Su rostro se llenó de extrañeza. Tal vez nunca le hubieran hecho una pregunta tan simple, tan tonta, tan lógica.
—Me refiero a si estuvo cerca de él.
—No, cerca no. El amigo americano me impidió la entrada diciendo que no era un espectáculo agradable. Le vi de lejos, su cara desencajada, tan diferente a como lo recordaba...
—¿Le pareció diferente?
—Sí, pero ¿quién no lo está al morir? Creo que sufrió mucho, al vomitar y todo eso.
—Creí leer en alguna parte que estaba sonriente.
—No, eso es mentira. Su expresión era de dolor.
—¿A qué distancia estaba usted cuando lo vio?
—A unos siete u ocho metros. Ya le habían puesto en la cama, así que le vi de perfil. Todavía no era de día.
—¿Volvió a verle luego, de cerca, o con mayor claridad?
—No. Llegaron los de la funeraria y lo arreglaron. Bastante trabajo tuve con todo el jaleo durante aquel día, y no digamos cuando la noticia se hizo pública una semana después. ¡Fue una locura!
—¿Qué sucedió con las cosas del señor Morrison?
—Se las llevaron, la señorita y el amigo, unos días después. Las empaquetaron, las embalaron y luego un camión de transportes vino por ellas, pero no sé qué agencia lo hizo ni otros detalles. El periodista inglés también me preguntó eso. Era un camión normal y corriente, de esas compañías con delegaciones por todo el país.
—¿Le preguntó algo más ese periodista inglés?

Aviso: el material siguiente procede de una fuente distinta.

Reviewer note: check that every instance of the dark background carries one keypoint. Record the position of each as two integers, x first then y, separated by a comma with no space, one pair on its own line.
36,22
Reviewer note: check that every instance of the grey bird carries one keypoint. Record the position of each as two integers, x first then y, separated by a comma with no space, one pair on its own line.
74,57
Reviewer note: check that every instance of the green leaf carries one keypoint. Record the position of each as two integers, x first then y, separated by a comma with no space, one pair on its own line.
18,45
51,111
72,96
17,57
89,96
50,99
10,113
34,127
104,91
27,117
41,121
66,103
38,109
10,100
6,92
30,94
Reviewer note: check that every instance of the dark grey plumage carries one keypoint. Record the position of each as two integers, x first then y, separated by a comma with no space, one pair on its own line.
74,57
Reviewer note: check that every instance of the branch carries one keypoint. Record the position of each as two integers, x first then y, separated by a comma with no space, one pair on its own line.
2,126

—No. Estuvo muy interesado en lo del transporte. Quería saber si la agencia también enviaba cosas fuera de Francia. Le dije lo mismo que a usted, que no sé más. Para mí, aquello fue un incidente triste, pero no podía imaginar que luego se desencadenaran el interés y la locura que se desencadenaron.
—Y usted ¿recuerda algo? —dijo Sam, mirando a la hija de la portera.
La mujer endureció sus facciones inmediatamente.
—Yo no estaba aquí —refirió—, y aunque hubiera estado... no tenía más de quince años.
Su madre asintió con la cabeza. Pareció que el dinero no daba para mucho más. La primera señal de impaciencia la dio ella al levantarse. Volvió a gritarle a su hija, obligándola a regresar a la entrada del edificio. Su tono se había vuelto hosco.
—Una última pregunta, señora —dijo Sam—. Le parecerá raro que insista sobre el particular, pero... ¿podría jurar que el cadáver que vio aquella noche era el del señor Jim Morrison?
La mujer enarcó las cejas. Estaba claro que para ella eso no tenía el menor sentido.
—Bueno... —consideró—, TENÍA que ser él, ¿no? Quiero decir que si muere un hombre en tu casa y le ves, aunque sea de lejos, con el rostro alterado por el dolor... ¿Quién iba a ser si no?